About Kitka (from their website: www.kitka.org):  “Kitka is an American women’s vocal arts ensemble inspired by traditional songs and vocal techniques from Eastern Europe. Dedicated to developing new audiences for music rooted in Balkan, Slavic, and Caucasian women’s vocal traditions, Kitka also strives to expand the boundaries of folk song as a living and evolving expressive art form.” They are fabulous!

Prior to recording THE RUSALKA CYCLE, Mariana traveled to Ukraine with members of Kitka including the executive director Shira Cion, Kitka’s stage director and Ellen Sebastian Chang to witness the pre-Christian water rituals and collect the folk songs about the “Rusalki” – water nymphs from Slavic mythology. “Rusalki” represented women who died too soon and in order to appease them, village women sang special songs to them.

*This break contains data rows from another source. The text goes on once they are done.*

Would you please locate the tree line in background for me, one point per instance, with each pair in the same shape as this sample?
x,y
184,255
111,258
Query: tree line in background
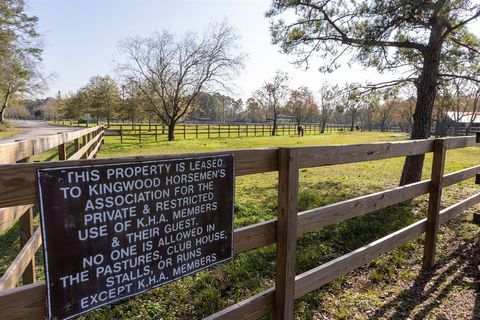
x,y
427,43
107,100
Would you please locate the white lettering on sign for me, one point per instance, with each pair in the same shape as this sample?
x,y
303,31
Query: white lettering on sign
x,y
114,231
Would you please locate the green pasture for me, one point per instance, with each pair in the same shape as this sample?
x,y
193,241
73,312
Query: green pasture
x,y
256,200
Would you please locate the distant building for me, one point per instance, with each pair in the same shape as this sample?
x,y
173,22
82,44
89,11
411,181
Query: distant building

“Rusalki” are still revered by villagers mostly in the Polissia region of Ukraine, which incidentally is the region where Chornobyl is located. Pete and I did not know this history behind “Wave” until we read the CD liner notes and related links. It was truly a serendipitous and profound choice for our film on many levels!

To read more about how the “Rusalki” songs came to Mariana and Kitka go to: http://www.rockpaperscissors.biz/index.cfm/fuseaction/current.press_release/project_id/339.cfmYou can also hear some audio samples and buy the CD (which you should—it is amazing!!) on this page or at www.kitka.org

And don’t forget to watch Kitka’s fascinating SPARK KQED Documentary Short, which includes footage from Kitka’s and Mariana’s Rusalka Cycle Expeditions in Ukraine: http://www.youtube.com/watch?v=44w_AJR5GKM

Wheat Street Productions, Inc.  is grateful to Mariana Sadovska and Kitka for their sublime music. We are honored that “Wave” is featured in EPIPHANY AT CHORNOBYL and is a fundamental part of our film’s success in reaching so many people.

And we hope to reach even more viewers on Vimeo. –Irene Zabytko

© 2012 by Wheat Street Productions, Inc.